Dans une perspective d’accompagnement de la transition des systèmes agricoles à l’échelle mondiale, il est ainsi essentiel de quantifier les avantages et inconvénients des rotations de cultures par rapport aux monocultures, en tenant compte des spécificités des grandes régions agricoles mondiales. Bien que de nombreuses données expérimentales soient disponibles, il n’existait à ce jour pas de synthèse exhaustive et multicritères de l’impact des rotations culturales.

Dans ce contexte, une équipe internationale coordonnée par l’université Agricole de Chine (Pékin) et impliquant INRAE a rassemblé et analysé un jeu de 3 663 données issues de 738 expérimentations agronomiques réalisées en conditions agricoles sur la période 1980-2024 pour quantifier l’impact des rotations culturales sur 3 dimensions essentielles : le rendement des cultures (en moyenne et variabilité), la qualité nutritionnelle des aliments (apport énergétique, protéique et micronutriments) et les revenus des agriculteurs.

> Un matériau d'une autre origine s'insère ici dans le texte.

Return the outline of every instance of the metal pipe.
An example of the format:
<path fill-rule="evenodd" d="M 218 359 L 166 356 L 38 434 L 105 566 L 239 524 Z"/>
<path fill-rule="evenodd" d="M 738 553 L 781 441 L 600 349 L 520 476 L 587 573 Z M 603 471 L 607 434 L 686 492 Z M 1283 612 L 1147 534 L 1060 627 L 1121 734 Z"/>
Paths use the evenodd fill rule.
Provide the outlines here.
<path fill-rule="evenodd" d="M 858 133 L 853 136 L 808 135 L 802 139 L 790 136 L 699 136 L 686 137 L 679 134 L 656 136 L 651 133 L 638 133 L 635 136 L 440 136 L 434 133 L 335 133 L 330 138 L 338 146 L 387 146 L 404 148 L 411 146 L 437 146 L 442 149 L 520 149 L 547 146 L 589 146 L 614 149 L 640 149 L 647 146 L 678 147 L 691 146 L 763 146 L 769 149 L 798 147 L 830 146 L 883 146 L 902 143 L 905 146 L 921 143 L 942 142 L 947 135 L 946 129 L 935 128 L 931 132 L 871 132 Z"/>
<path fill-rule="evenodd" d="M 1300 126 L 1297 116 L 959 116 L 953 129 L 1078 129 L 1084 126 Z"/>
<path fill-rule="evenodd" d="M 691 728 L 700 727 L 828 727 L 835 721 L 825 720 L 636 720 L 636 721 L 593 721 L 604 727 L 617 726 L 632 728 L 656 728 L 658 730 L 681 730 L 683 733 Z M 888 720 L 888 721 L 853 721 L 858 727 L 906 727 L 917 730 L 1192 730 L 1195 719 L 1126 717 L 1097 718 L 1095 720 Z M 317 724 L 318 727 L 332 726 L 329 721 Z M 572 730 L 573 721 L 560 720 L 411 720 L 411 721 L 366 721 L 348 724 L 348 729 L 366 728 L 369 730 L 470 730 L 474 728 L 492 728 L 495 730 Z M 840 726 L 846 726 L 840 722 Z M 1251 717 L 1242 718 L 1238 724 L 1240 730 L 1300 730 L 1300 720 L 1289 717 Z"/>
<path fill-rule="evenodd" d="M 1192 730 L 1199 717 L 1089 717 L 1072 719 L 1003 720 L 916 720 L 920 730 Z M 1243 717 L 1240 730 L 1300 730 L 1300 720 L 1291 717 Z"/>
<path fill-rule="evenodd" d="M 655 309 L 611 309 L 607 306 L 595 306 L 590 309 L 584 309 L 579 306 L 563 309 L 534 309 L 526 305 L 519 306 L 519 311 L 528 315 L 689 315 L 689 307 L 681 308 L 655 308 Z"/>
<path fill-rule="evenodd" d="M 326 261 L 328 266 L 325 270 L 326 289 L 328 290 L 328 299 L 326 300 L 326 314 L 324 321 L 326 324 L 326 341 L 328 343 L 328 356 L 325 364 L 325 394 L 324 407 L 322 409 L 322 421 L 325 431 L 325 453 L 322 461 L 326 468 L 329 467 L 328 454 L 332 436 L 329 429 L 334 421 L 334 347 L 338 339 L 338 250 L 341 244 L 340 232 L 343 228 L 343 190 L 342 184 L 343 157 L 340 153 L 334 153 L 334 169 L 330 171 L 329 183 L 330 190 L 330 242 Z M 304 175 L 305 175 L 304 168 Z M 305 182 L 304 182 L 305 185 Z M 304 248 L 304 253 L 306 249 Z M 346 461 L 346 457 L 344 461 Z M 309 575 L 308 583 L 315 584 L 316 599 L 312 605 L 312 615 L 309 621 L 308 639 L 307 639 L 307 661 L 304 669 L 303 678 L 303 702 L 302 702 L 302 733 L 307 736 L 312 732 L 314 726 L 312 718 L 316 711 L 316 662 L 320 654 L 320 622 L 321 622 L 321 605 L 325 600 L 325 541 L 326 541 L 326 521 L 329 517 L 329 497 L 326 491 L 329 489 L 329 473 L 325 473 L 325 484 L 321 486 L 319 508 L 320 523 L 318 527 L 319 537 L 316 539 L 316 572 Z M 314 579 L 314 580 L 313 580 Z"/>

+20% de revenus avec la rotation

Cette méta-analyse multicritères montre qu’en moyenne à l’échelle mondiale, toutes combinaisons de cultures confondues, la pratique de rotation culturale augmente de 20% les rendements totaux par rapport aux monocultures continues. Cette augmentation apparait un peu plus élevée lorsque la diversification des cultures implique une culture de légumineuse (par exemple pois, féverole, trèfle, luzerne) par rapport à une situation sans légumineuse (+23% vs. +16%). Les résultats indiquent également que les rendements sont plus stables d'une année à l'autre en rotation qu’en monoculture. S’agissant de la qualité nutritionnelle des aliments, les résultats montrent que les apports énergétiques et protéiques des produits sont plus élevés de 24% et 14% respectivement dans la situation avec rotation culturale. De plus, la rotation des cultures augmente les quantités fournies de micronutriments tels que le fer (Fe), le magnésium (Mg) et le zinc (Zn) de 27 %, 17 % et 17 %, respectivement. Enfin, les données montrent que les revenus des agriculteurs sont augmentés de 20 % en situation de rotations culturales par rapport aux monocultures testées dans les expérimentations agronomiques.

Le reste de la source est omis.